Say you are in a marina with shore power that is referenced to ground at the marina fuse box. If you measure voltage to ground (and the water will be at ground), you will see zero volts on neutral and 110V on black. If the black wire were to touch the water, current would flow because there is a 110V potential between the black and water. That is a ground fault because that current did not return on the white wire and ELCI or GFCI would trip. Put both black and white in the water. Black has 110VAC to the water, White has near 0 VAC to the water. Lots more current flows from the black to the water than from the white. Ground fault again.. ELCI or GFCI would trip.
But now lets say we have a truly isolated power source with just black and white such as you might have with a genset comletely missing the ground (or it is truly floating). If you were to put just the hot black wire in the water, there is no ground path or return circuit. No current would flow. It would be like putting your tongue on only one terminal of a 9 volt battery.
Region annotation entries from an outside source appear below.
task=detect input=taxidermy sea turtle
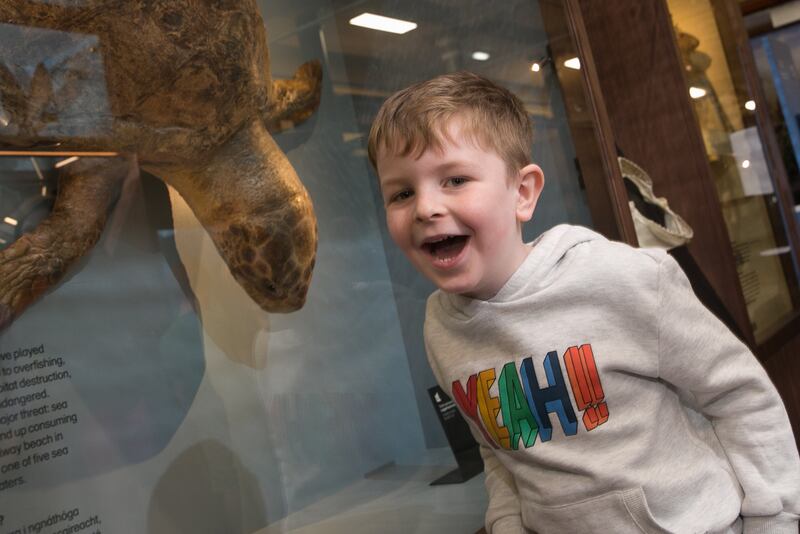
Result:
[0,0,321,328]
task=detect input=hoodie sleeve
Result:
[657,256,800,534]
[480,445,526,534]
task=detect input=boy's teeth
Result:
[425,236,467,260]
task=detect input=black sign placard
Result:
[428,386,483,486]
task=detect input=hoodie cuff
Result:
[486,515,527,534]
[742,514,798,534]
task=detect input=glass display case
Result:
[667,0,800,344]
[0,0,612,534]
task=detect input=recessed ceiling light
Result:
[53,156,78,169]
[350,13,417,34]
[689,87,706,98]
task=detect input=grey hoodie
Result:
[425,225,800,534]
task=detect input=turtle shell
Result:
[0,0,272,164]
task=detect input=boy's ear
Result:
[517,163,544,222]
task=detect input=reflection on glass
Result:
[668,0,798,342]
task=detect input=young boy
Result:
[369,73,800,534]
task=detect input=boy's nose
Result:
[415,193,444,221]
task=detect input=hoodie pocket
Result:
[522,488,669,534]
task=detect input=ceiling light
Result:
[689,87,706,98]
[350,13,417,34]
[53,156,78,169]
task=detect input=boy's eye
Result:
[389,189,413,203]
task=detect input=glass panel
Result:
[0,0,597,534]
[750,25,800,243]
[667,0,798,343]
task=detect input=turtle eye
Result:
[261,280,278,297]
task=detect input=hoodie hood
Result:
[429,224,606,316]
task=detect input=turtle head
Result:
[219,189,317,313]
[164,119,317,313]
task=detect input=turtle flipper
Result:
[265,60,322,133]
[0,157,132,329]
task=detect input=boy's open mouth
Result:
[422,235,469,264]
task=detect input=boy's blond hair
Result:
[368,71,533,176]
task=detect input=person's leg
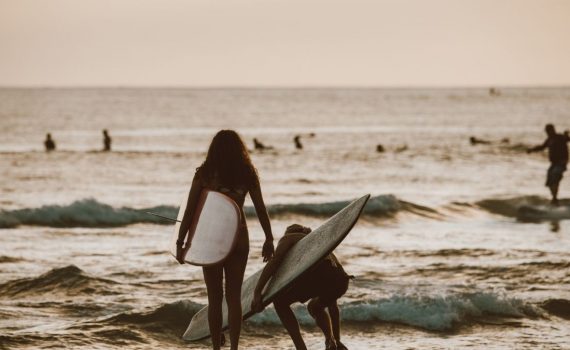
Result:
[224,247,247,350]
[546,164,566,205]
[307,298,336,349]
[202,266,224,350]
[327,300,340,342]
[273,300,307,350]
Nothing happens. You have to touch both terminals to get current flow. If you put both black and white wires in the water of this completely floating power source, you would measure something similar to the 62 volts mentioned earlier. You would see 62 volts from hot to the water and 62 volts from the white to the water. Current would be flowing between the hot and neutral through the water but it would be balanced and equal. All the current flowing would be between the black and white wires like normally happens with a load. So no ELCI/ GFCI trip.
I have not looked at those generators to tell if the ground is actually completely floating from hot and neutral. There may be some trick that the generator uses for that ground (like capacities coupling which could trip GFCI with a transient fault) but if the hot and neutral are truly completely isolated from hot and ground, I dont see how either ELCI or GFCI could trip.